Less extreme versions of this work, they just take longer.

if you are Really serious, you might want to track how far and how fast you ride, how much you weigh mid-day or mid-morning and before bed (depends on when you work out---after a workout you will probably be light due to water loss.) Notice if your performance is really improving---are you going faster? Are you going farther?

Don't even look at the computer while riding---you can hurt yourself trying to ride to numbers when you are starting. Look later on. If you really are burning more and more calories with each passing week, you will eventually see it. It could be equally that you are tiring yourself out by riding too much and feel like you are making more effort while actually you are doing the same work or less because you body just can't provide the power.

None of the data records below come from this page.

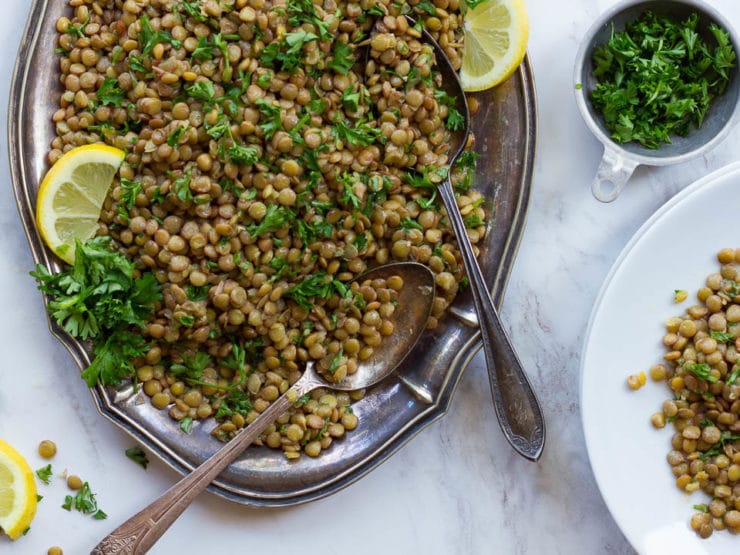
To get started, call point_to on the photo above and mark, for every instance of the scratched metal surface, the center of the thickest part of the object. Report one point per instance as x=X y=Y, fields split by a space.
x=390 y=415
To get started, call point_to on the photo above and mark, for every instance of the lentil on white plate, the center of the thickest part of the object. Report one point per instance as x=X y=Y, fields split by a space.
x=702 y=369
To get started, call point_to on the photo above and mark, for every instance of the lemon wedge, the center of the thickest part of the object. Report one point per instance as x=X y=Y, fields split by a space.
x=17 y=492
x=71 y=196
x=496 y=34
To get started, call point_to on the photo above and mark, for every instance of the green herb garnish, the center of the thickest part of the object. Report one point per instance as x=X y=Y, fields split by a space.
x=701 y=371
x=44 y=473
x=658 y=77
x=84 y=501
x=98 y=298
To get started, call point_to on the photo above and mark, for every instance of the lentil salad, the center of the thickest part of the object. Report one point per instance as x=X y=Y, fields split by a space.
x=256 y=187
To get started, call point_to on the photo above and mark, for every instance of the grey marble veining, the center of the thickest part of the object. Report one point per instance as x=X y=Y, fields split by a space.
x=456 y=488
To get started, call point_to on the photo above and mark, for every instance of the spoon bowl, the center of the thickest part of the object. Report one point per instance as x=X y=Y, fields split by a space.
x=516 y=405
x=139 y=533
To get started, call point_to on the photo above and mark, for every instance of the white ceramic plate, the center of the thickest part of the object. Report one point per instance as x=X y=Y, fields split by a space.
x=675 y=249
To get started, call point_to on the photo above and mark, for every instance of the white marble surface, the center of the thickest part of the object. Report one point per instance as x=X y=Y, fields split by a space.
x=454 y=489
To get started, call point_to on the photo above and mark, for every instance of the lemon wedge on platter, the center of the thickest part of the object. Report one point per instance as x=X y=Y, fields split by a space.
x=72 y=194
x=496 y=35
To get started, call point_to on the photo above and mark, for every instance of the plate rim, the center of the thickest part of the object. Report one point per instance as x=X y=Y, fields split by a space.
x=733 y=168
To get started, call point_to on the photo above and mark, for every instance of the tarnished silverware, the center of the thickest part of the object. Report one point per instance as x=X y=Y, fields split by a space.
x=139 y=533
x=516 y=404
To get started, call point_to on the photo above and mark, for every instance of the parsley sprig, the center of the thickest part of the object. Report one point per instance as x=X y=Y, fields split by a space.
x=84 y=501
x=99 y=298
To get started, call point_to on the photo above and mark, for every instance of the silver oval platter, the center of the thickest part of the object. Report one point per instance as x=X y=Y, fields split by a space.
x=393 y=411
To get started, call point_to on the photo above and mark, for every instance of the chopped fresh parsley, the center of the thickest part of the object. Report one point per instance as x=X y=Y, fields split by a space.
x=316 y=286
x=342 y=58
x=174 y=138
x=722 y=337
x=186 y=424
x=455 y=120
x=287 y=54
x=235 y=402
x=734 y=376
x=181 y=187
x=201 y=90
x=196 y=294
x=270 y=118
x=84 y=501
x=148 y=38
x=243 y=155
x=410 y=223
x=129 y=191
x=137 y=455
x=361 y=135
x=191 y=368
x=701 y=371
x=203 y=50
x=192 y=8
x=658 y=77
x=44 y=473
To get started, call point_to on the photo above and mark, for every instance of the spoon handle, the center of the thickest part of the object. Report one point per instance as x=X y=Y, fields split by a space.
x=140 y=532
x=518 y=411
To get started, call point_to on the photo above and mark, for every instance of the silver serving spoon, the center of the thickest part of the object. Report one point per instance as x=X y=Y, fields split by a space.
x=139 y=533
x=518 y=411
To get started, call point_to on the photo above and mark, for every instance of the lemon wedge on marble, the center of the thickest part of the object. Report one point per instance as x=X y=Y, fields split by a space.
x=17 y=492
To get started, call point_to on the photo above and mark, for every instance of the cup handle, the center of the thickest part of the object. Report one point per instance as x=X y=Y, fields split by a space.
x=612 y=175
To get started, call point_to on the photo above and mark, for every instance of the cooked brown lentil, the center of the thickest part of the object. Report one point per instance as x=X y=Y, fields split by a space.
x=264 y=172
x=47 y=449
x=702 y=368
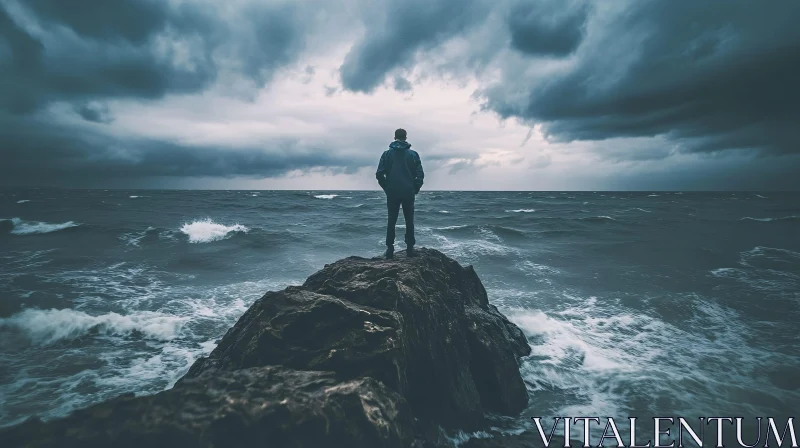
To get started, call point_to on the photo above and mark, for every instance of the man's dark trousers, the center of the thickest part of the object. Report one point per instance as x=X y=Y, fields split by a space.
x=393 y=203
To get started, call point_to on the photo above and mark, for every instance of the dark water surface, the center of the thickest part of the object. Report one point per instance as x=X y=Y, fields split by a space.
x=635 y=304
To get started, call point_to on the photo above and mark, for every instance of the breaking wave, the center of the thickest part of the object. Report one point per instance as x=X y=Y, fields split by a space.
x=206 y=231
x=44 y=327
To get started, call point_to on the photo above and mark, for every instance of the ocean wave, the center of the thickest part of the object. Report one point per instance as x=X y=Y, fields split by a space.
x=597 y=218
x=206 y=231
x=21 y=227
x=134 y=238
x=43 y=327
x=785 y=218
x=452 y=227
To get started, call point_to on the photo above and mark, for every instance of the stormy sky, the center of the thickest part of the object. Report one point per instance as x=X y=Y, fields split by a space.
x=495 y=94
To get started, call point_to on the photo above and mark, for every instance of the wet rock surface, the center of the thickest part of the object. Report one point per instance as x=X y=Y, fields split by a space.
x=367 y=352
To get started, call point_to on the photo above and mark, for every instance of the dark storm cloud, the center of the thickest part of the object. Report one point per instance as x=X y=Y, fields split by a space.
x=136 y=49
x=43 y=154
x=95 y=112
x=711 y=76
x=547 y=27
x=403 y=28
x=402 y=84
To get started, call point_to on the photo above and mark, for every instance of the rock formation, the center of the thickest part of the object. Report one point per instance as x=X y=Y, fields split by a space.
x=366 y=353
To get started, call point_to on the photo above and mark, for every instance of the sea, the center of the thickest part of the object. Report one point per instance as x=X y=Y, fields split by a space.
x=634 y=303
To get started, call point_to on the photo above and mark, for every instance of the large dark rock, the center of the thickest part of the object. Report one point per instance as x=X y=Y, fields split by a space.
x=258 y=407
x=423 y=326
x=367 y=352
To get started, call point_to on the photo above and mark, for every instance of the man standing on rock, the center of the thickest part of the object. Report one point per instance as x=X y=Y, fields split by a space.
x=400 y=175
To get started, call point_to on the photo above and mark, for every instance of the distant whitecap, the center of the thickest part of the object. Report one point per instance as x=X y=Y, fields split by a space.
x=206 y=231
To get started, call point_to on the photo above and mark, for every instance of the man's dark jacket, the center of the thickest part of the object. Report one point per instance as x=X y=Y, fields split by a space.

It could also be that for the first couple weeks you really didn't work "hard," except compared to not working at all, and really didn't even get your metabolism shifted into high gear, so that while it Felt like you were going hard, you just didn't realize what your body was capable of doing---you really didn't know what "hard" was, for you.

Or ... maybe none of the above. When I said no one here knows, that includes me.

My suggestion? Be really careful about what you eat and when. Find a balance between riding hard and riding long and enjoying .... don't burn out. If you want this to work you are going to be at it for probably the rest of your life.

People tell me it takes about 45 minutes of aerobic exercise to kick your body into high fat-burning gear for about six hours, and at least 15 or 20 to do any good at all. Also, some folks find that they cannot risde 45 minutes a day hard right away .... which means that a lto of the time they are breaking down their bodies, not building them up.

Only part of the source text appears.